No-one really cared about me growing up and even now. I've never had a girlfriend, I had four different fathers growing up, and I lived in 3 different states and 15 homes. I got addicted to smoking at the age of fourteen and quit at sixteen, my mom left me at the age of sixteen and I got addicted to alcohol at seventeen and still am, I've lived on my own ever since. I joined one gang and quickly left, and I had to change my name and all of my information, social security, credit card, et cetera to make sure I was never found. So here I am now, living on my own in a rundown apartment in downtown Los Angeles, living off of TV dinners, McDonalds, and a cheap pizza place 2 blocks down from my house. My mother, before she left she always did her best to guide me in the right direction. She was a really good mother, but after she left I changed and I got really into weapons and things like that.
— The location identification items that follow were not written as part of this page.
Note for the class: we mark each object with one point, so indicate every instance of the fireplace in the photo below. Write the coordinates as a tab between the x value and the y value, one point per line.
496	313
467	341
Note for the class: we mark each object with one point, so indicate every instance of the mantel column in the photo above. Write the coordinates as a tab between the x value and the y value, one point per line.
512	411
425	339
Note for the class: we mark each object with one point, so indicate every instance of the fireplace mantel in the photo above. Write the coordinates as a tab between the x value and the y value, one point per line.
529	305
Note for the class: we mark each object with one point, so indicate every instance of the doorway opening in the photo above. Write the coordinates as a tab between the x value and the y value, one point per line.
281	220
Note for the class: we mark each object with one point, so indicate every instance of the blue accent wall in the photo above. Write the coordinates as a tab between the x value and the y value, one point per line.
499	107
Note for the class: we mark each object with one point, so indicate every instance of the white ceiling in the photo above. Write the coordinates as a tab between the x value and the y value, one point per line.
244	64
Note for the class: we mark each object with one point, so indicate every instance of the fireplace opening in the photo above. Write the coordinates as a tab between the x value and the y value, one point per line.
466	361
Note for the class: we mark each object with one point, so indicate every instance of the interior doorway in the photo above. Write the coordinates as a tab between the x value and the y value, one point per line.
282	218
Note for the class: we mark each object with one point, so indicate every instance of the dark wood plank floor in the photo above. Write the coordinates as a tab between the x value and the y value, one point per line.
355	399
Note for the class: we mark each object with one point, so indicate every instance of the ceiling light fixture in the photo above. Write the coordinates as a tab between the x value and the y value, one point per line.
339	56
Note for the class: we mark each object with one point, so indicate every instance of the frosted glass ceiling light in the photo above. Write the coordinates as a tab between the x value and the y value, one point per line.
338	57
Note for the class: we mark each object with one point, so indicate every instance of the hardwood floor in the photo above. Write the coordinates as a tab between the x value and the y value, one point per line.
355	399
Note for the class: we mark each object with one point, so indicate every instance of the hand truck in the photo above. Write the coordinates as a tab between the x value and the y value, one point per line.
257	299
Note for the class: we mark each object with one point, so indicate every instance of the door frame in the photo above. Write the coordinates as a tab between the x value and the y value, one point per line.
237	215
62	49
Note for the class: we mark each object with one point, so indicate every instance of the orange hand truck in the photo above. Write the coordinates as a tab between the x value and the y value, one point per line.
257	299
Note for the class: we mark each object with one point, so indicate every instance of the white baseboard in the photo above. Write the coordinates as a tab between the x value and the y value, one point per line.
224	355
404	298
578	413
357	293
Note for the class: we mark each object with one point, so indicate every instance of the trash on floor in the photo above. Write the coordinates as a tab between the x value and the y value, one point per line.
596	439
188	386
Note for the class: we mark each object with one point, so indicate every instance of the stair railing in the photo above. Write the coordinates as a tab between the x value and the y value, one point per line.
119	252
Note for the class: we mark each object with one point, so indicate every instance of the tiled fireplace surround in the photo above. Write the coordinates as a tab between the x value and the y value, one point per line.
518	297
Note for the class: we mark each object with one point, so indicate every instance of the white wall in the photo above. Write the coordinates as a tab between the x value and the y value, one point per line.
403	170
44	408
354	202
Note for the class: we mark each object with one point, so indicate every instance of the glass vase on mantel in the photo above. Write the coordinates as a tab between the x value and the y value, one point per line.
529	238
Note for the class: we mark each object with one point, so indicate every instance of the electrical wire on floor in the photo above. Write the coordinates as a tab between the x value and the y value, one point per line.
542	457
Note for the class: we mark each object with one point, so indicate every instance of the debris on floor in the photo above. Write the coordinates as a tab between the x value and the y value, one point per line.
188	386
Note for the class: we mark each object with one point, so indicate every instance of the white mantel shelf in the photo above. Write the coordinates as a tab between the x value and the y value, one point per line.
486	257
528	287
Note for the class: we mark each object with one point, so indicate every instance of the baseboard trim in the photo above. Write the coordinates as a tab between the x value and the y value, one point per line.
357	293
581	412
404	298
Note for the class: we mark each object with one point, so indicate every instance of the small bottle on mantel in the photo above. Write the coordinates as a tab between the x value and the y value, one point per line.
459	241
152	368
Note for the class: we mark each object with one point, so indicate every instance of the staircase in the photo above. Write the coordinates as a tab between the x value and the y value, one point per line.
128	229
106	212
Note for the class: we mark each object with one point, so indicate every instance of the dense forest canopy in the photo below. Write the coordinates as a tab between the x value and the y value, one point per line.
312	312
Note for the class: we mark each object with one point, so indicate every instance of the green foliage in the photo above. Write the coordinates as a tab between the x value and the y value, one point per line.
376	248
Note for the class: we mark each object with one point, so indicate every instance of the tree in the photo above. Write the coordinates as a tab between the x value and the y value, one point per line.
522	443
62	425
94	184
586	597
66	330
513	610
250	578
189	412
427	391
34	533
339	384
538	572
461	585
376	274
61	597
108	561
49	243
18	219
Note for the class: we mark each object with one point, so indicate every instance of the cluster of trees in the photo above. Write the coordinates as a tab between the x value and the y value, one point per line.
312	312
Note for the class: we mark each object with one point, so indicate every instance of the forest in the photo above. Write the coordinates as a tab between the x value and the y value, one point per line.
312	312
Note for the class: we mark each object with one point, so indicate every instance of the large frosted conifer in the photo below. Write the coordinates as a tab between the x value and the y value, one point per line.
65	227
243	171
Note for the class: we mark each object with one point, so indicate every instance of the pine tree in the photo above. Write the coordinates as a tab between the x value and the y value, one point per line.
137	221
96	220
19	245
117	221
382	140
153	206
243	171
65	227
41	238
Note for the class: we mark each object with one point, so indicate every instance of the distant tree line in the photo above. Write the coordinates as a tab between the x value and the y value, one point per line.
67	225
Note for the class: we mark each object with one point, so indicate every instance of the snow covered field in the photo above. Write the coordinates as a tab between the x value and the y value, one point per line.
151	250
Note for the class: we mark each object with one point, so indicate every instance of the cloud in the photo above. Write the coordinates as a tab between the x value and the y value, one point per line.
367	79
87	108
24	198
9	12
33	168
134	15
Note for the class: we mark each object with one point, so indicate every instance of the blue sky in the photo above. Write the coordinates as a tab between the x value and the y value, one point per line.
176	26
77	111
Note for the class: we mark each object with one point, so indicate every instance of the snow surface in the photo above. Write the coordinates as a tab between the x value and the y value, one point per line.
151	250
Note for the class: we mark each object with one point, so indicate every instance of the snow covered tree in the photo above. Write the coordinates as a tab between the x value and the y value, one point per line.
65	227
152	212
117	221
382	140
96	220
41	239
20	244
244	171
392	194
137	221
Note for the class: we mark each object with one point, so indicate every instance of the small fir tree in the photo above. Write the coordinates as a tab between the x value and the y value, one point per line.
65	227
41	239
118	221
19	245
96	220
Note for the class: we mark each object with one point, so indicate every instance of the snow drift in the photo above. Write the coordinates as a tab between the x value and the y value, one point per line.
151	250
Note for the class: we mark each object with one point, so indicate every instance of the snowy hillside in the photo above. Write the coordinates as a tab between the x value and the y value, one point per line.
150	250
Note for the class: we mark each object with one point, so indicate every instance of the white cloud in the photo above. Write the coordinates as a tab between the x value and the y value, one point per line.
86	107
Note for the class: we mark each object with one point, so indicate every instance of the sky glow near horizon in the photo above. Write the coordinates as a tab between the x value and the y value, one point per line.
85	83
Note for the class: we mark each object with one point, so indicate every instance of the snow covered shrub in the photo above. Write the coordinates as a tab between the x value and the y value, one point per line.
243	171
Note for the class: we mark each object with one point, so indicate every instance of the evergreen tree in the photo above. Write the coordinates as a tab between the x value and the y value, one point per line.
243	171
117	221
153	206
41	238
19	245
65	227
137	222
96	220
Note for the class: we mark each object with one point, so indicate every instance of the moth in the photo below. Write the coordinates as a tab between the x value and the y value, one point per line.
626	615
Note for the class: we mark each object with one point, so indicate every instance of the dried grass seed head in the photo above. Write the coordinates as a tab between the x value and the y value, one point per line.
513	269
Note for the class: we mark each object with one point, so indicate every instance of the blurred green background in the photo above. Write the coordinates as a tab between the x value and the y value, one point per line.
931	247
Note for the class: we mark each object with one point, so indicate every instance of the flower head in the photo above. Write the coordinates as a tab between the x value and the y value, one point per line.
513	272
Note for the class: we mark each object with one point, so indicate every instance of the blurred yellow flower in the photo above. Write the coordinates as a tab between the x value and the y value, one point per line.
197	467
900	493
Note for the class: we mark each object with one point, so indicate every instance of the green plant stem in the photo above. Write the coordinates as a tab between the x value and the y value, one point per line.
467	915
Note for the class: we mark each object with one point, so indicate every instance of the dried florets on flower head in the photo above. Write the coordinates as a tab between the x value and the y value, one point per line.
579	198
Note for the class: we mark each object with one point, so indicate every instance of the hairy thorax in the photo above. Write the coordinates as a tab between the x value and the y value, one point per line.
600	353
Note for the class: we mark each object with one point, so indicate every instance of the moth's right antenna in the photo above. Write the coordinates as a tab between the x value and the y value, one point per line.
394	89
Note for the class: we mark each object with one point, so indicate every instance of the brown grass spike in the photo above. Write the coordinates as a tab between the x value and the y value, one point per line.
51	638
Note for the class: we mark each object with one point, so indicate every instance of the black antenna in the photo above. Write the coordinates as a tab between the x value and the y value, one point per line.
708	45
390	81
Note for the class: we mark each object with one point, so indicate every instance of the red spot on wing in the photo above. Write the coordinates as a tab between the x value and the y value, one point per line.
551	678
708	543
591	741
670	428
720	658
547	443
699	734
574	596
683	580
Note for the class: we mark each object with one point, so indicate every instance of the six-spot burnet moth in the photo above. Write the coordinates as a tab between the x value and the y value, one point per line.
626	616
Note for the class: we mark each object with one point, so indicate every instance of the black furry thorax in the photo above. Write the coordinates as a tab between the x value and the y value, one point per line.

I got my hunting license and pistol license at seventeen, and one of the main reasons I started using the deep web was because I wanted to get some military grade stuff and get a forged license for being able to own these types of weapons legally.

So on this day I decided I had nothing to live for and I went on a website for hiring contract killers. I made a new email address with no ties to me, or anyone I know and emailed the hitmen. I told them I needed someone capped and gave them all of my info. They said they were high on business and they would have an operative in my area ready to get the job done in about a week, I told them I needed someone really good and they said they would have to wait longer for their best operative to get done with his current job and that I would have to pay extra and they would email me when the operative landed the the Los Angeles International Airport and the expected wait time was ten to twelve days. 'Perfect' I thought 'this gives me time to get set up'. This was it, I was either going to die, or have the best time of my life. This would be the best game of cat and mouse I'd ever played. I had to get ready.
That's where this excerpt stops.